In all of our previous workbooks, we've focused on creating decision trees that use only two features - `age` and `acutephysiologyscore`. While this made it easier to understand how each of the techniques we used results in different models, as we saw in Workbook 08 it doesn't necessarily provide us with the best quality model.

Furthermore, so far we've focused on using the `sklearn` library to train our models. Whilst this library is extremely useful - and in many cases is able to create high-performing models - it is always helpful to have other tools in our toolbox. [LightGBM](https://lightgbm.readthedocs.io/en/latest/index.html) is a framework for creating gradient boosted decision trees with a Python API. [xgboost](https://xgboost.readthedocs.io/en/stable/) is a similar library. Although they can both be used for the same end goal, they each have their own pros and cons.

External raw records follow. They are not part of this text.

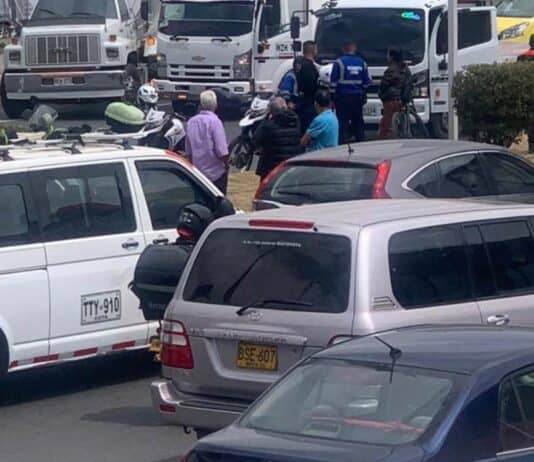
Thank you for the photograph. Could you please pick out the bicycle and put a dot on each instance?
(407, 124)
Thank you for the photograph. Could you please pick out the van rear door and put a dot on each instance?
(257, 299)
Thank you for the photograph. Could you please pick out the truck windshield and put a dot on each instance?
(374, 30)
(516, 8)
(48, 9)
(226, 18)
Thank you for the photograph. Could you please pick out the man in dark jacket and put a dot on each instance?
(277, 137)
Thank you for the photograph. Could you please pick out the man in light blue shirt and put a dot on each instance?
(324, 129)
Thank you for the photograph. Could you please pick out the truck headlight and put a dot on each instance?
(14, 56)
(420, 89)
(242, 65)
(515, 31)
(112, 53)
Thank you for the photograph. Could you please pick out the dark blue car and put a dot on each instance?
(450, 394)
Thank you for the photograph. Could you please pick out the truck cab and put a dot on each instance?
(242, 46)
(419, 29)
(71, 50)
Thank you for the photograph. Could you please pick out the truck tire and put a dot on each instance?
(132, 82)
(12, 108)
(439, 124)
(4, 355)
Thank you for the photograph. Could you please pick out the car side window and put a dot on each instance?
(511, 250)
(123, 9)
(426, 182)
(167, 189)
(509, 175)
(14, 222)
(78, 202)
(516, 413)
(428, 267)
(462, 176)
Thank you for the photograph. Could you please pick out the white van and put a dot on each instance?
(71, 229)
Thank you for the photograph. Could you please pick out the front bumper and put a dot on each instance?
(192, 410)
(190, 91)
(92, 85)
(372, 111)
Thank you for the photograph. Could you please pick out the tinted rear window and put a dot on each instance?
(240, 267)
(312, 183)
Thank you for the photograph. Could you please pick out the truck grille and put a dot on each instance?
(43, 50)
(200, 72)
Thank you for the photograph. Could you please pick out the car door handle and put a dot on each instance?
(499, 319)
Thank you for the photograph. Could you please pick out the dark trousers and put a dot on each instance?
(306, 112)
(222, 182)
(349, 111)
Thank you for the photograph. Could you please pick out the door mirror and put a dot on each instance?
(144, 11)
(223, 208)
(295, 27)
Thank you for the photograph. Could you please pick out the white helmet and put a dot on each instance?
(147, 96)
(324, 76)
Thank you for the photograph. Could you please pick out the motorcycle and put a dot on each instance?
(241, 149)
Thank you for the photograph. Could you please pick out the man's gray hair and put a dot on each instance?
(277, 105)
(208, 100)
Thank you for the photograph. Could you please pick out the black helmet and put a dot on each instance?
(193, 219)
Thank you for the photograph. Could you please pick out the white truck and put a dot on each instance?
(242, 46)
(419, 29)
(72, 50)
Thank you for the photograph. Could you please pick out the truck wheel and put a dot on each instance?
(132, 82)
(439, 123)
(4, 355)
(12, 108)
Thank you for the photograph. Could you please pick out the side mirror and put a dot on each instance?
(144, 10)
(223, 208)
(295, 27)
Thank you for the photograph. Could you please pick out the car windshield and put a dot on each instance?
(242, 266)
(346, 401)
(48, 9)
(375, 30)
(516, 8)
(309, 183)
(226, 18)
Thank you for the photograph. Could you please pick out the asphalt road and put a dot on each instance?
(97, 410)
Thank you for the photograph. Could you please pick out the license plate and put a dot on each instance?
(101, 307)
(261, 357)
(61, 81)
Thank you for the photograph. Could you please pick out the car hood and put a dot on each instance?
(262, 446)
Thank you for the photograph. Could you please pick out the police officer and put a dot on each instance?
(307, 73)
(350, 80)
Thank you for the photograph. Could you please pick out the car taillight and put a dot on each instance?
(379, 186)
(268, 178)
(175, 347)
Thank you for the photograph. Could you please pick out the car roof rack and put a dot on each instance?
(70, 143)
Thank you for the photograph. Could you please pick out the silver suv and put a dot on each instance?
(262, 291)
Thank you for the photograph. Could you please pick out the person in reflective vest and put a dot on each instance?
(350, 80)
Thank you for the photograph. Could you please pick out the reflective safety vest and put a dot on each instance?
(350, 75)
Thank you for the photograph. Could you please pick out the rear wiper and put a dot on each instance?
(259, 304)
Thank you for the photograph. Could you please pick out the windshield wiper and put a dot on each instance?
(50, 12)
(271, 301)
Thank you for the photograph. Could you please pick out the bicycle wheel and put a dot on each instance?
(240, 152)
(400, 125)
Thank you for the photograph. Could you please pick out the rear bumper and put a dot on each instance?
(96, 85)
(193, 410)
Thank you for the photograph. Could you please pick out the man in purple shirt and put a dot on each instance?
(206, 142)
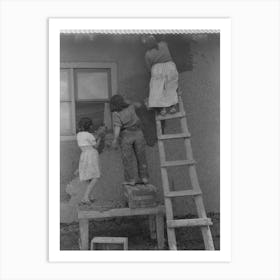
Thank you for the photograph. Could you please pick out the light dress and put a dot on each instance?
(89, 159)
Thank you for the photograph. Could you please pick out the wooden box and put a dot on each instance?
(109, 243)
(141, 196)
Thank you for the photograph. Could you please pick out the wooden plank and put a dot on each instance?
(177, 163)
(174, 136)
(183, 193)
(83, 226)
(160, 231)
(120, 212)
(152, 227)
(109, 240)
(189, 222)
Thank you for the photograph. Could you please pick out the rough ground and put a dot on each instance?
(137, 231)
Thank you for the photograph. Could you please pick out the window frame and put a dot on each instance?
(71, 66)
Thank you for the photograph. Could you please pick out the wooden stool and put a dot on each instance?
(109, 240)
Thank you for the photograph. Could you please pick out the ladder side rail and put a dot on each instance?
(167, 200)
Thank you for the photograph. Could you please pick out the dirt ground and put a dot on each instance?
(137, 231)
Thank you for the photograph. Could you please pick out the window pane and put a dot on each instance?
(92, 110)
(92, 85)
(65, 118)
(64, 85)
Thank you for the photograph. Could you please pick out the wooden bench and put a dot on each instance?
(156, 221)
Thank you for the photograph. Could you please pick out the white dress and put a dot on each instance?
(163, 85)
(89, 159)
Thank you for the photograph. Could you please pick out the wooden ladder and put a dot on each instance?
(195, 192)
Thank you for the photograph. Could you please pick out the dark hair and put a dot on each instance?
(85, 124)
(117, 103)
(149, 41)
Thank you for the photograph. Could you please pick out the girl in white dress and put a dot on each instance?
(89, 169)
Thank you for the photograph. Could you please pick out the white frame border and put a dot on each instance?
(222, 24)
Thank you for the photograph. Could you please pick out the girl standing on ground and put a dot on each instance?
(127, 127)
(164, 75)
(89, 169)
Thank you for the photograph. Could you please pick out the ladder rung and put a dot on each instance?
(174, 136)
(182, 193)
(177, 163)
(189, 222)
(171, 116)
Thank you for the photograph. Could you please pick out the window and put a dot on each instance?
(85, 90)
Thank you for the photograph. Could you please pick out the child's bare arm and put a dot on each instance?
(135, 104)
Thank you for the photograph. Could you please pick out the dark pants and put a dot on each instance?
(133, 142)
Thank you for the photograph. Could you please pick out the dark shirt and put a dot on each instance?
(126, 118)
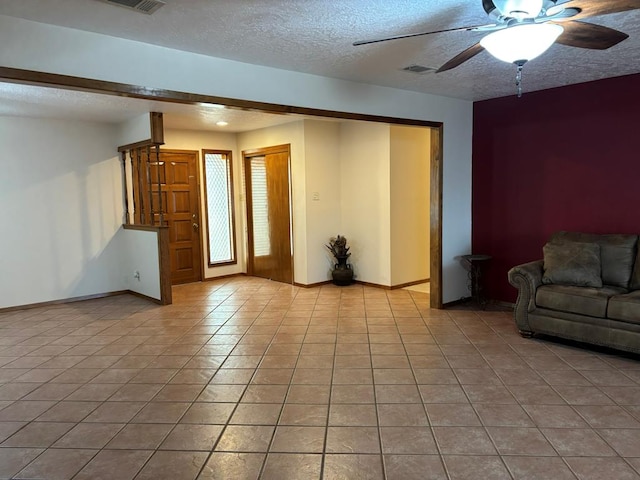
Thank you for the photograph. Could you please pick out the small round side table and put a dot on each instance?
(477, 265)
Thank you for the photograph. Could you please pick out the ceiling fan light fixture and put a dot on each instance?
(521, 43)
(519, 8)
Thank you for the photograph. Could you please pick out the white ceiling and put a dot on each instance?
(316, 36)
(45, 102)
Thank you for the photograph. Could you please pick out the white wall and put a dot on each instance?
(134, 130)
(365, 195)
(71, 52)
(198, 140)
(57, 211)
(324, 210)
(293, 134)
(410, 187)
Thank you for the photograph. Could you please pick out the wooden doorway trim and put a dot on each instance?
(435, 222)
(69, 82)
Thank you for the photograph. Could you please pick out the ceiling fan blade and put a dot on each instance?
(462, 57)
(589, 35)
(409, 35)
(592, 8)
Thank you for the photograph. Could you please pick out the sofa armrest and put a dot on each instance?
(526, 278)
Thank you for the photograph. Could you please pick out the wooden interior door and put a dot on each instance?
(178, 174)
(267, 176)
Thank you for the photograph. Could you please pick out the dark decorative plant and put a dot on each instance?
(338, 247)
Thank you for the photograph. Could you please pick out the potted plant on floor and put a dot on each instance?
(342, 272)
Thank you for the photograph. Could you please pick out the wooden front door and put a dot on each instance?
(178, 174)
(269, 213)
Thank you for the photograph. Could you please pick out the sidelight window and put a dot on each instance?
(218, 178)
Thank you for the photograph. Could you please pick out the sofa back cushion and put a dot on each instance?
(572, 263)
(617, 254)
(634, 284)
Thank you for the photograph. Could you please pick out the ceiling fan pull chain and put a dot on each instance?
(519, 80)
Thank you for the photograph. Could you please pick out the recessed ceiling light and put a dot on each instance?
(210, 105)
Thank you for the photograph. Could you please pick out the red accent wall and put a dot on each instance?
(561, 159)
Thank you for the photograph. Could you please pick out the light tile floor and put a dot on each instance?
(246, 379)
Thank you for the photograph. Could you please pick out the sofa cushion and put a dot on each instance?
(625, 307)
(617, 254)
(634, 284)
(572, 263)
(579, 300)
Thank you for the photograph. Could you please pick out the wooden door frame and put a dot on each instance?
(68, 82)
(198, 200)
(246, 157)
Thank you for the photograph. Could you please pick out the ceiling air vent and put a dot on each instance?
(143, 6)
(417, 69)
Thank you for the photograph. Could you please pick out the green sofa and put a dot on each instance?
(587, 288)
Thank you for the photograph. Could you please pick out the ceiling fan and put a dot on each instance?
(524, 29)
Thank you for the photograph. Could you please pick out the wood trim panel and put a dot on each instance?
(312, 285)
(165, 266)
(222, 277)
(63, 301)
(157, 128)
(435, 222)
(259, 152)
(409, 284)
(143, 228)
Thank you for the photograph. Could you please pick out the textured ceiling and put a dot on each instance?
(316, 36)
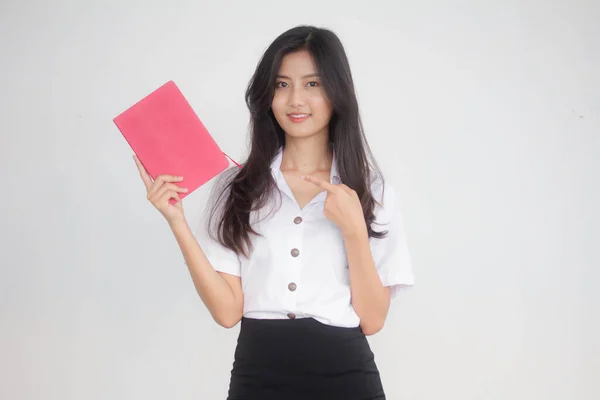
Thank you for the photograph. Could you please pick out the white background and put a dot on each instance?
(484, 115)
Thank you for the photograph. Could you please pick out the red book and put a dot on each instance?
(168, 137)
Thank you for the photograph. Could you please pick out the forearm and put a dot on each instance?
(369, 298)
(214, 291)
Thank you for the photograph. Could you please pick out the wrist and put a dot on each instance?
(178, 224)
(356, 235)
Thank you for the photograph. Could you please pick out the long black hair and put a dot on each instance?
(248, 189)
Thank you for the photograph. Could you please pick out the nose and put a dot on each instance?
(296, 96)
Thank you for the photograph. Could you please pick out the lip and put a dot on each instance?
(298, 120)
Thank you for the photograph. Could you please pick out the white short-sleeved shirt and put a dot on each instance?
(298, 268)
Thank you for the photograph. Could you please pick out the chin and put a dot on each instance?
(297, 132)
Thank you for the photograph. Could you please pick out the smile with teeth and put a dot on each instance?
(298, 117)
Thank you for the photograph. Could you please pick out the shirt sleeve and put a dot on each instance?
(391, 255)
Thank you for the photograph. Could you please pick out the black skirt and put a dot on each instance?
(302, 358)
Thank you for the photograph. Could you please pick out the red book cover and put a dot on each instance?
(168, 137)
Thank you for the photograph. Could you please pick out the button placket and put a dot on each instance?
(295, 264)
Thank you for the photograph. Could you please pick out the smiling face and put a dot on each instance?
(299, 104)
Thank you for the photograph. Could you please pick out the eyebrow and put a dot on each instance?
(304, 77)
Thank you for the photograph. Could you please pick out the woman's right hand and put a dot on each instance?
(161, 191)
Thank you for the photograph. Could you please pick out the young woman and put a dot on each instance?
(303, 245)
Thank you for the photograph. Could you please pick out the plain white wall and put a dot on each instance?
(484, 115)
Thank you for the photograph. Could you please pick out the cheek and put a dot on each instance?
(278, 104)
(320, 105)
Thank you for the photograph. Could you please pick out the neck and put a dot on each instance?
(307, 155)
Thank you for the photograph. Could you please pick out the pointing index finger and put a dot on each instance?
(319, 182)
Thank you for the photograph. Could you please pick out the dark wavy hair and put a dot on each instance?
(248, 188)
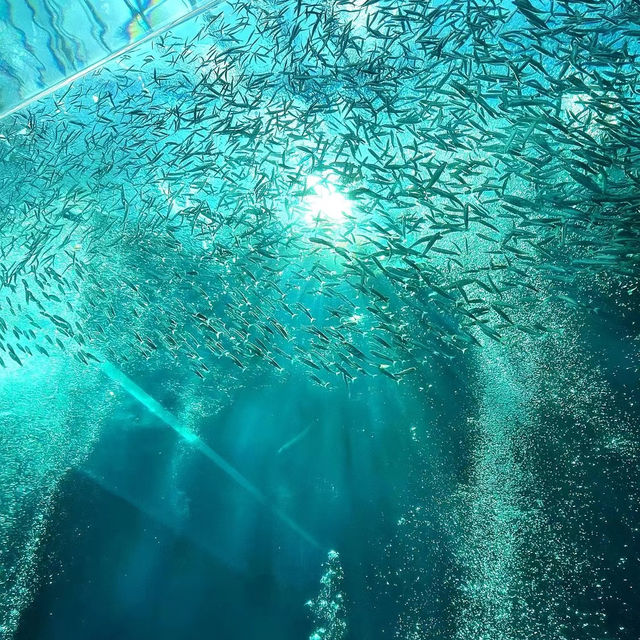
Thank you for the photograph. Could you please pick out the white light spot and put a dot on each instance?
(325, 202)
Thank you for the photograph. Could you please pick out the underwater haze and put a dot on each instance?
(320, 319)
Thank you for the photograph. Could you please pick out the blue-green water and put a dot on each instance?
(320, 320)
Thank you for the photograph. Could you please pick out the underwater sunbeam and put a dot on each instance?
(170, 420)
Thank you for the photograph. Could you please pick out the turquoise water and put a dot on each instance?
(44, 43)
(320, 320)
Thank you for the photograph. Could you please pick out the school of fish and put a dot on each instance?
(327, 188)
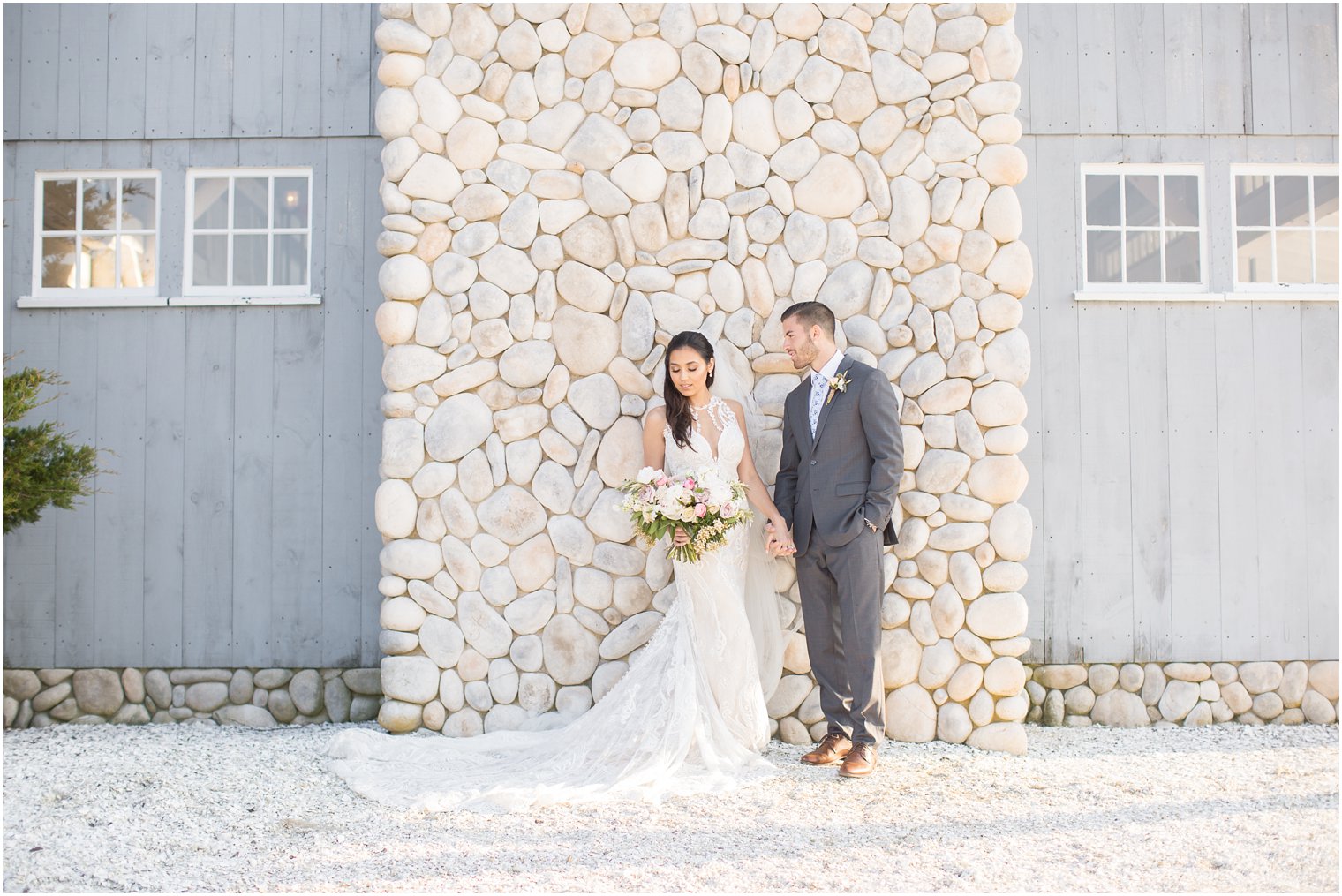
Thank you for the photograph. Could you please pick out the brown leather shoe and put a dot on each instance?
(861, 761)
(833, 749)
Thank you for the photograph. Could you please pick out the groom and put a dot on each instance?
(838, 478)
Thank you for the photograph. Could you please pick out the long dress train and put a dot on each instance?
(688, 717)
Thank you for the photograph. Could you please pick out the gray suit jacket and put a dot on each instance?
(851, 469)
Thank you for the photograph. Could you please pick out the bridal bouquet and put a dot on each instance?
(704, 503)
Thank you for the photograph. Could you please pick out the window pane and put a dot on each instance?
(58, 260)
(1293, 256)
(137, 204)
(1143, 256)
(100, 206)
(1104, 263)
(250, 260)
(1254, 256)
(58, 206)
(1181, 200)
(211, 260)
(1251, 203)
(1142, 201)
(137, 260)
(100, 258)
(1102, 199)
(290, 260)
(290, 201)
(1326, 260)
(212, 203)
(250, 200)
(1181, 263)
(1293, 201)
(1326, 200)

**Question:** What are the differences between LightGBM and xgboost? When might you want to use one over the other?

This is an open-ended workbook - the purpose is for you to choose one of either LightGBM or xgboost and use it to create the best performing model for mortality prediction on our dataset that you can. Be sure to use your chosen library's developer documentation to help you, and feel free to use any other resources that you wish; if you want to go the extra mile, perhaps look at methods for [data imputation](https://scikit-learn.org/stable/modules/impute.html), or techniques to handle [imbalanced data](https://imbalanced-learn.org/stable/). Use the techniques from Workbook 08 to evaluate your final models - and be sure to remember what we learned in Workbook 03 - we don't want our models to overfit!

**Tip:** If you want to install a new Python package, you can do so in a Jupyter Notebook code cell with the following command: `!pip install package-name`.